Anyone who’s watched A&E’s “Dog the Bounty Hunter” has felt the itch. No, not to grow Dog’s crested cockatiel-esque mullet—to take the law into one’s own hands, to hit the pavement with a bandolier of pepper-spray cans and a chip on the shoulder. We’re all familiar with the idea of a citizen’s arrest, if only through Gomer Pyle’s shrill yelps on reruns of “The Andy Griffith Show.” But how exactly does one go about playing Dog and making a citizen’s arrest in the Commonwealth of Virginia? We talked to Joe Platania in the Commonwealth’s Attorney’s Office and found out.

Let’s say I’m walking on the train tracks behind the Corner and I see a shady character with a laptop gleefully sending out spam e-mail from a railroad wi-fi hot spot. Knowing, as I do, that spamming is now a Class 6 felony in the Commonwealth of Virginia—and that one is only authorized to make a citizen’s arrest for a felony or a witnessed breach of the peace—I realize I’ve got a perp to bust. I spring into action and restrain him with the pair of handcuffs I happen to have in my back pocket, then tell him I’m placing him under arrest. I don’t have to read him any Miranda rights because he’s not yet in police custody and it’s not in my jurisdiction to interrogate him or do any of that nasty stuff that Miranda rights were created to prevent. I drag him off to the nearest precinct, hand him over to the cops, and fill out some paperwork to make everything official.

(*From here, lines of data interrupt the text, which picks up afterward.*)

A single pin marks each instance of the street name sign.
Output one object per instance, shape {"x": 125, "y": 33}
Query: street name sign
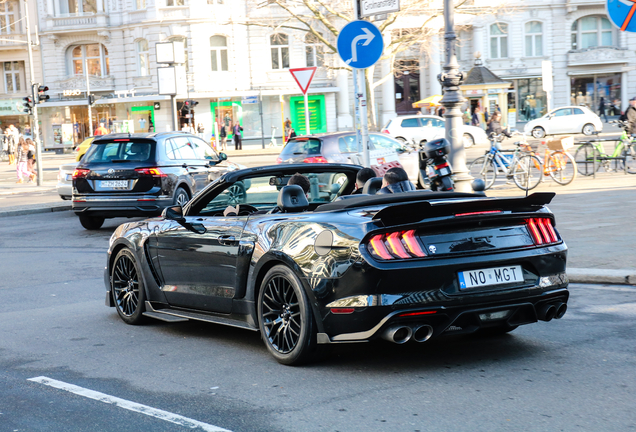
{"x": 621, "y": 14}
{"x": 376, "y": 7}
{"x": 360, "y": 44}
{"x": 303, "y": 77}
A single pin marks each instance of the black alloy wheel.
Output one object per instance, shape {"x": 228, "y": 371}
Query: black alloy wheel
{"x": 127, "y": 288}
{"x": 91, "y": 222}
{"x": 285, "y": 317}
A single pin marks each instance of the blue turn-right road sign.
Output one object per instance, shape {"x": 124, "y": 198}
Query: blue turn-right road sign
{"x": 622, "y": 14}
{"x": 360, "y": 44}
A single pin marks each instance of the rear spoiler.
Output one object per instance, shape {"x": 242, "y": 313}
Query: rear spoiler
{"x": 416, "y": 211}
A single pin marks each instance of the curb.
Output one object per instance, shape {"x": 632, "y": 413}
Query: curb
{"x": 35, "y": 210}
{"x": 602, "y": 276}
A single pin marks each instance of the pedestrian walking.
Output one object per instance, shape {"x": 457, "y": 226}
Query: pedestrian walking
{"x": 601, "y": 108}
{"x": 21, "y": 160}
{"x": 238, "y": 141}
{"x": 31, "y": 159}
{"x": 223, "y": 136}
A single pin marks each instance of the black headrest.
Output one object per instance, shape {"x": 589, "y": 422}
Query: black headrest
{"x": 292, "y": 198}
{"x": 372, "y": 186}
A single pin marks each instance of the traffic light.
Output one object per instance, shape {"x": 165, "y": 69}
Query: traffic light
{"x": 40, "y": 93}
{"x": 28, "y": 105}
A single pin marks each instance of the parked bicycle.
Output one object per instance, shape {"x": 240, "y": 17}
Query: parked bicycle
{"x": 590, "y": 157}
{"x": 521, "y": 166}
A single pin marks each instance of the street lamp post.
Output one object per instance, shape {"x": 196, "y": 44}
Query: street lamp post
{"x": 451, "y": 78}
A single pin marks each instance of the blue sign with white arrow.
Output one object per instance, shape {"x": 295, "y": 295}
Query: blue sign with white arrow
{"x": 621, "y": 13}
{"x": 360, "y": 44}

But in this age of ubiquitous cell phones and in a city where criminals have shown themselves willing on occasion to put a slug or two in a mugging victim’s gut, why take the risk? It’s our recommendation—and that of the Commonwealth’s Attorney’s Office—that you ditch the pistol and handcuffs, Chuck Norris, and leave the arresting to the authorities.